Nachdem Moritz den Wagen, vom Gelände des Kinderheims auf die kleine schmale Zufahrtsstraße lenkte, atmeten beide kräftig hörbar aus.
»Habe ich nicht das Recht, die Unterlagen einzusehen?«, nahm Cindy das Gespräch wieder auf.
»Ehrlich gesagt, mein Schatz, ich weiß es nicht. Auf jeden Fall ist der Ordner randvoll gefüllt mit allen möglichen Informationen. Ob bei Waisenkindern grundsätzlich so ein Schwung an Angaben vorhanden ist, wage ich zu bezweifeln.«
»Dann verlange ich offizielle Einsicht. Ich frage den Anwalt, der Bernds Sachen bearbeitet. Der weiß bestimmt, wie weiter vorzugehen ist.«
»Ich glaube nicht, dass hierbei was herauskommt. Wenn es die Absicht von Frau Müller war, uns aufzuklären, hätte sie uns erlaubt einen Blick in die Akte zu werfen.«
»Aber du hast gleich mit ihr gestänkert. Vielleicht war sie deshalb so komisch.«
»Das nehme ich nicht an. Ich glaube auch nicht daran, jemals Einblick in deine Akte zu bekommen.« Er bemerkte Cindys aufkommenden Protest, darum sprach er weiter. »Erhalten wir die behördliche Genehmigung zur Akteneinsicht, wird die Mappe wahrscheinlich wesentlich dünner sein, als sie es heute war.«
»Wenn wir sie dann zur Rede stellen?«
Moritz verzog die Mundwinkel zu einer Grimasse. »Da wir zuvor keine Einsicht in die Akte bekamen, jedenfalls offiziell, haben wir nicht die Möglichkeit zu behaupten, dass was fehlt. Es ist unmöglich, das zu beweisen.« Er nahm seine rechte Hand vom Lenkrad. Dann tastete er die Jackentasche nach dem Zettel ab, den er im Büro dort hastig versteckt hatte. »Hier, lies mal vor«, bat er sie.
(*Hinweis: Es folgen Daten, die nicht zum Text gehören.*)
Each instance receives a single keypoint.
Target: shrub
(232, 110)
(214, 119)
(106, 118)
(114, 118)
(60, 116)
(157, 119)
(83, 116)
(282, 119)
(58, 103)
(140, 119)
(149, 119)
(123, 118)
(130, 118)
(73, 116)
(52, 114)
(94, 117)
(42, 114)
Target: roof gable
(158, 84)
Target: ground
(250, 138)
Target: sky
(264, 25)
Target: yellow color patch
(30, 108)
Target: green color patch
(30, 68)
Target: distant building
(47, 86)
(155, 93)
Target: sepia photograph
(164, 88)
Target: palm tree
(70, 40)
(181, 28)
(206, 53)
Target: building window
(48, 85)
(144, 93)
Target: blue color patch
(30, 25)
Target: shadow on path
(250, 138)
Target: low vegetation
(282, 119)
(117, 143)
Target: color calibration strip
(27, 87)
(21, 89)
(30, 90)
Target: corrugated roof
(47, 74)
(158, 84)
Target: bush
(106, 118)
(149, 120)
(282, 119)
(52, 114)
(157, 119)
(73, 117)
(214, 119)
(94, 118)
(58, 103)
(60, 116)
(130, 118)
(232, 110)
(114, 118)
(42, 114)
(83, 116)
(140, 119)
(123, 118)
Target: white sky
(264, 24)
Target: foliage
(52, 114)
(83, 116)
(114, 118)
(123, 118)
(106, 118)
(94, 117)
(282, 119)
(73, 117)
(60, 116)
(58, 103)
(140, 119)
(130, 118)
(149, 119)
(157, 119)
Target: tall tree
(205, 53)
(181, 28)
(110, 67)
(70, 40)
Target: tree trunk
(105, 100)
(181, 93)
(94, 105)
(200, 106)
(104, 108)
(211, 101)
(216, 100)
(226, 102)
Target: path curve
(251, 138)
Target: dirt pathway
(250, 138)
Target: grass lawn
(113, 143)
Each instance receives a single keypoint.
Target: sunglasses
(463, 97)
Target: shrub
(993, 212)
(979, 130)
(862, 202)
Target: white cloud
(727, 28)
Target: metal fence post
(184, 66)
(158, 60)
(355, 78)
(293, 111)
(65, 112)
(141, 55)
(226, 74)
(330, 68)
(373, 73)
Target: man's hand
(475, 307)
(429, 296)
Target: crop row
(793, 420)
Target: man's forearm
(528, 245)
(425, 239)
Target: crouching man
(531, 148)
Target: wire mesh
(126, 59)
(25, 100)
Cindy drehte das zerknüllte Stückchen Papier in die geeignete Position. »Polizeihauptwachtmeister Kronitz«, las sie halblaut vor. »Das scheint die Privatanschrift und ebenfalls die Dienstanschrift zu sein. Sonst würde da bestimmt Revier oder sowas draufstehen. Vorausgesetzt, du hast beim Abschreiben nicht was vergessen.« Dann bemerkte sie sein Kopfschütteln. »Na, das ist doch was. Wann besuchen wir ihn? Allzu weit liegt das bestimmt nicht von hier entfernt.«
»Schatz, was glaubst du, wozu es Telefone gibt?«
»Gut, dann fahre ich eben allein.«
»Herrje, nun sei doch nicht wieder so bockig«, entrüstete er sich. »Wenn dieser Polizeibeamte überhaupt noch existiert und er sich erinnert, wird er uns die Auskunft genauso am Telefon geben. Vergiss nicht, dass der Vorgang fünfundzwanzig Jahre zurückliegt.«
»Morgen wird Mutter beerdigt. Am Donnerstag fahre ich hin. Hattest du dir nicht zusätzlich den Tag nach der Beerdigung freigenommen?«
Mit zusammengepressten Lippen starrte Moritz auf die Mittelstreifenmarkierung der Straße. Die kleinen weißlichen Streifen schossen an der linken Wagenseite vorbei. Weshalb war sie immer sofort bockig, fragte er sich? Mühsam versuchte er, die Verbitterung zu verbergen. Dann legte Cindy ihre Hand sachte auf seinen rechten Oberschenkel. Er warf ihr einen knappen Blick zu. Wie war es möglich, ihr zu zürnen? Ihr offenes strahlendes Lächeln, ließ die hellen Zahnreihen wie ein Feuerwerk erscheinen. Dann dieses kurze, seidig glitzernde Haar. Und die verflixten schwarzen, feurig fordernden Pupillen. Zum Kuckuck, wie schaffte sie es immer wieder, ihn rumzukriegen?!
»Danke!«, hauchte sie.
Er hatte sich nie eine Freundin gewünscht, die in der Lage war Gedanken zu lesen. »Ich habe Hunger bekommen. Halten wir beim Griechen an?«
»Wenn wir uns beeilen, haben wir danach Zeit noch zu mir zu fahren. Bis dein Dienst anfängt.«
Schlagartig breitete sich ein zartes Schmunzeln auf seinem Gesicht aus. Wahrhaftig, sie hatte die Gabe Gedanken zu lesen.